1) its FAST(are you seriously explect someone will wait 5-40 mins on your site while vid is encoding?). 2) ffmpeg doesnt support some weird non-open source codecs that users keep sending to our site. 3)it just works. always. and takes much less than 100 lines to hook.
So, i didn't get what exactly $600 piece author referring to. i dont know any sw that costs $600 and can be replaced by these 100 lines.
Sorenson Squeeze. It's right in the article.
Now, whether this Ruby code replaces all of what Sorenson Squeeze does is another matter. (I'm betting the answer is "No." http://www.sorensonmedia.com/quality-video-encoding/details/)
ffmpeg is pretty sweet, but I've run into problems converting one or another video (swf, for example) so as you've noted it won't solve everyone's conversion issues.
So I take it back - I do think this replaces Sorenson pretty handily :)
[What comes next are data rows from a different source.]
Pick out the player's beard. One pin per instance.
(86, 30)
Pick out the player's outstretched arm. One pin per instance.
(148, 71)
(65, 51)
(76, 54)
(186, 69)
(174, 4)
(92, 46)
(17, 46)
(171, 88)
It takes a few hours to get that single file up to anywhere online. Rather than do that, I'd rather push the smaller files individually and pay nothing for it.
Make sense? And the $600 of software is Sorenson Squeeze.
If you will need two or more encoding jobs running in parallel, or to push video properties for each file to the site, you will get into trouble very soon, and 100 lines will grow to 10000.
He didn't produce high value software ,the guys who wrote the software he used did.
Its an argument for homebrew over bloated packages, at least when dealing with process. And it was a great tutorial on Ruby for managing that.
Probably worth noteing that he doesn't even seem to know how his own script works. He was puzzled that it was burning all of his CPUs without him having to make it do that, when that is exactly the behavior you would expect.